The ex-finance chief of the Honeywell-led Nevada site operations contractor Mission Support and Test Services is pressing on with a lawsuit in which he claims that his exposure of alleged financial impropriety at the privately held contractor was protected by the Sarbanes Oxley anti-corruption act.
“Privately held companies such as MSTS [Mission Support and Test Services], given its relationship to the publicly traded corporations who own it and its raison d’etre as a vehicle by which the three publicly traded companies who own MSTS perform contractual work for the United States Government, are subject to the provisions of” Sarbanes Oxley, Stephen Musin, MSTS’ former chief financial officer wrote in an amended complaint filed just before Christmas with the U.S. District Court in Nevada.
Just before the holiday, District Court Judge Jennifer Dorsey threw out parts of Musin’s lawsuit, writing that the ex-finance chief needed to demonstrate that MSTS was in fact an affiliate of a publicly traded company.

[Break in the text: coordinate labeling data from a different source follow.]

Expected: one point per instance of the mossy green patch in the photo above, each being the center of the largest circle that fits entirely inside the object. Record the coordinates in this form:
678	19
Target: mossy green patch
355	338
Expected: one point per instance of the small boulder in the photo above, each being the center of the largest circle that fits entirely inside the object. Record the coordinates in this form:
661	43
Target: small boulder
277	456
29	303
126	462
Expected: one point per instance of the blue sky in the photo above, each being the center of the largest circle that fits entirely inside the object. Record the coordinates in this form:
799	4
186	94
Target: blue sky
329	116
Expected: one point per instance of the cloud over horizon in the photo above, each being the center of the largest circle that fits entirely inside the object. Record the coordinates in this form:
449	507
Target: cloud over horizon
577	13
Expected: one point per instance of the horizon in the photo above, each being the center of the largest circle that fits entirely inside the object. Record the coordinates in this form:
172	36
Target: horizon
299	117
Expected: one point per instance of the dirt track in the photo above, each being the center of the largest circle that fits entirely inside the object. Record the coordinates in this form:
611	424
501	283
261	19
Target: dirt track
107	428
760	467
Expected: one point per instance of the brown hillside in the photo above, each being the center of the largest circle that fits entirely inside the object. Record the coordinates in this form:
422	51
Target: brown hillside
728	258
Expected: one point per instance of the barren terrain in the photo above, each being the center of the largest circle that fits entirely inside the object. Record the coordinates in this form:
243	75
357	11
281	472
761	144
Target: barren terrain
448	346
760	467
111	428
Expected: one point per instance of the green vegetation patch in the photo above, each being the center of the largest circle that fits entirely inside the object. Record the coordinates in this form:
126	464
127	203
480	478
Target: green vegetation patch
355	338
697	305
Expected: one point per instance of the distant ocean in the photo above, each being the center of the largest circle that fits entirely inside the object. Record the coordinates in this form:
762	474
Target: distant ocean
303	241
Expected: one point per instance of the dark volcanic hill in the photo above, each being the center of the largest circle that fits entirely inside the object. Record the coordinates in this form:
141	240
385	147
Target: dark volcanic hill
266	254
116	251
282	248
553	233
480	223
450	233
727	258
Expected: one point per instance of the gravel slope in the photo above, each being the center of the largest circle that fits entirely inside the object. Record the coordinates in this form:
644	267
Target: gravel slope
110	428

MSTS is a team led by Honeywell with HII Nuclear and Jacobs Engineering Group. Of these, only Honeywell is a party to the lawsuit, so far.
In his lawsuit, Musin says he was fired from MSTS in 2019 after being demoted from his CFO role in 2018 because he would not cover up alleged financial impropriety by MSTS CEO Mark Martinez. Musin alleged Martinez wanted to collect compensation for himself and John Benner, an MSTS vice president, before either was eligible to do so, and that Martinez wanted to conceal some of MSTS’ financial results from the company’s board.
To support his claim that MSTS is covered by Sarbanes Oxley, the landmark anti-corruption act Congress passed after the Enron accounting scandal of 2001, Musin cited MSTS’ corporate governance, pointing out that Honewell, Jacobs and HII executives all sit on the contractor’s board of directors, “creating an affiliated company relationship between MSTS and its Publicly Traded owner’s organizations.”
Musin also said, in his amended complaint, that MSTS’ contract with the National Nuclear Security Administration explicitly describes the parent companies as “corporate affiliates of MSTS,” and that MSTS revenue does indeed show up on the companies’ consolidated financial statements — one of the thresholds for determining whether Sarbanes Oxley protections apply.
According to Musin’s complaint, Honewell owns 40% of MSTS, while Jacobs and HII respectively own stakes of 37% and 23%. “Any ownership interest greater than 10% is considered to be an ‘affiliate,’” the complaint says, citing federal law.
MSTS and Martinez had not filed a response to the amended complaint at deadline Tuesday for Weapons Complex Morning Briefing. They had previously argued that MSTS was not subject to Sarbanes Oxley protections because, among other things, the privately held company is a contractor to the government, and not to a publicly traded company.